Criticism fell into two distinct groups, with no one in the middle: Marxists critical theorists who love, love, love Great Transformation and consider it the seminal work on economics of the last 100 years, and non-Marxist economists – real economists, in other words – who would hurt themselves if they rolled their eyes any harder.
The criticisms I laid down in my preliminary comments here and here were echoed and reinforced by his negative critics. For example, one critice makes a point Chesterton also made a couple of times in other contexts: primitive peoples alive today are not our ancestors. Rather, they are as much modern people as we are, except that for whatever reasons they have not made much technological or cultural progress. While our actual European ancestors were inventing science and technology and cities and architecture and experimenting with complex social relationships, the Trobriand Islanders were cultivating yams and developing ritual trading designed to reinforce social relationships to keep the peace.
To point to tribal peoples living today as examples of man in nature is to ignore that our actual ancestors, who did develop what eventually became the modern world, were every bit as natural in the sense ‘natural’ is used here. Our actual ancestors, despite what Rousseau may think, were also natural men who did whatever they did by nature – they eventually developed the gold standard and international trade just as naturally as islanders grow yams and murder each other. A ‘primitive’ Italian like Marco Polo, for example, clearly did engage in international truck and barter – around the time the Trobriand Islanders first arrived in their little paradise and started building grass huts. Polo is an ancestor to the West. The islanders are not.

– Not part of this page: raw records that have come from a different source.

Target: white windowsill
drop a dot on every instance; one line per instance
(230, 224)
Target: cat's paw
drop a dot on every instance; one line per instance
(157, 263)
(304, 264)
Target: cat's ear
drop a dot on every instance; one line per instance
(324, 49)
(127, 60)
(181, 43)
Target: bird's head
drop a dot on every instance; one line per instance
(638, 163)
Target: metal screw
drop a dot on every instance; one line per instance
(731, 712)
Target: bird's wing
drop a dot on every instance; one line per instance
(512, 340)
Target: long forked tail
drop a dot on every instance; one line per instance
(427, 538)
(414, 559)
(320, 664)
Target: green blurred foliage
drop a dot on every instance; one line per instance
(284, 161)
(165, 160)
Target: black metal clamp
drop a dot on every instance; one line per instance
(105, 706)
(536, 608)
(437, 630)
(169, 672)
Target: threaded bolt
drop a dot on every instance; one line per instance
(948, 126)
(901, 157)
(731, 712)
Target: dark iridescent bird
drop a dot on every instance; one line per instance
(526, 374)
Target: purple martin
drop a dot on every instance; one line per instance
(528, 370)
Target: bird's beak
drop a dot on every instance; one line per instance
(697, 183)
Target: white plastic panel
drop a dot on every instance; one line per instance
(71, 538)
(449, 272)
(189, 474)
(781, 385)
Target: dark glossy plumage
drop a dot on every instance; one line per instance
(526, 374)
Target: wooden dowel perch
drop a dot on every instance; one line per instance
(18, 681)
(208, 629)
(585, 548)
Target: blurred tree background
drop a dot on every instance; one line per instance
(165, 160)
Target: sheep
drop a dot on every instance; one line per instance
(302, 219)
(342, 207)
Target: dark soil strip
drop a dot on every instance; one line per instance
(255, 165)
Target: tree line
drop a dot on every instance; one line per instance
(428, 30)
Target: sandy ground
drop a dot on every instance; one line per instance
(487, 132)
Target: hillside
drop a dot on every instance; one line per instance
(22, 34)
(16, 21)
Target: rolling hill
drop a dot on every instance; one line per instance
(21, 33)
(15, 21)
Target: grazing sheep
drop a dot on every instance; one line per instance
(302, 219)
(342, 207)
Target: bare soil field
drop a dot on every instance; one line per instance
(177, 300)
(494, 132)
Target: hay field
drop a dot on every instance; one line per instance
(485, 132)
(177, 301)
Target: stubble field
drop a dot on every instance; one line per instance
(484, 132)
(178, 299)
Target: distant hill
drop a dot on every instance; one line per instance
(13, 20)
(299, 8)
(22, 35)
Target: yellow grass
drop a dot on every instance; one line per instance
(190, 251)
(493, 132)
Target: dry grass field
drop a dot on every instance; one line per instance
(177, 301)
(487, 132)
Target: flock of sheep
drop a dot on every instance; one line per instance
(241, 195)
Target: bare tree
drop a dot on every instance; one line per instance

Enough. Returning to my reading, here is a paragraph from the second half of the book I find quite revealing of how Polanyi thinks:
Let us return to what we have called the double movement. It can be personified as the action of two organizing principles in society, each of them setting itself specific institutional aims, having the support of definite social forces and using its own distinctive methods. The one was the principle of economic liberalism, aiming at the establishment of a self-regulating market, relying on the support of the trading classes, and using largely laissez-faire and free trade as its methods; the other was the principle of social protection aiming at the conservation of man and nature as well as productive organization, relying on the varying support of those most immediately affected by the deleterious action of the market—primarily, but not exclusively, the working and the landed classes—and using protective legislation,
restrictive associations, and other instruments of intervention as its methods.
Notice anything odd? How about the odd use of the word ‘personified’? Polanyi is here saying that two competing ‘organizing principles’ are – persons?
It would be easy to explain this away, a little goof in the midst of a long book, something a good editors maybe should have caught, but clearly I don’t think so. I think that this personification of abstract forces is exactly what this book is about. The individual is nothing, the masses everything, after all. And the masses is a seething, suffering – abstraction.
To Polanyi, great lumbering forces, abstractions that manifest themselves in Capital, or the Gold Standard, or the Labor Market are the persons of History, while people are just at best the raw material History acts upon. These persons, these gods-who-are-not-gods, correspond to Hegel’s Spirit, in that History is not made from a cumulation of millions of little decisions by millions of little people, but rather History acts upon the little people, with their decisions merely reflecting the gradual expression of Historical forces.
History, then, is always inevitable, even if we can’t see it until our illusory choices have slipped into the past. Marx’s claim to see the future is a claim that History is as deterministic as a wind-up clock. In 3 hours it will be 5:45; in the fullness of time it will be the Worker’s Paradise.
Hidden here is the perennial bait and switch, or perhaps motte and bailey: our sympathies are engaged by the very real suffering (usually) of the Little People, but the analysis and proposed solutions are always about presumed inevitable forces. The Polanyis of the world flip from one to the other with greater or lesser skill: questions about the framework are answered by implied or, increasingly, shrill accusations that you don’t care about the little people; focus on practical steps directed at the little people, get reminded that it’s the system, man.
I’ll try to get this finished off and post a final review soon.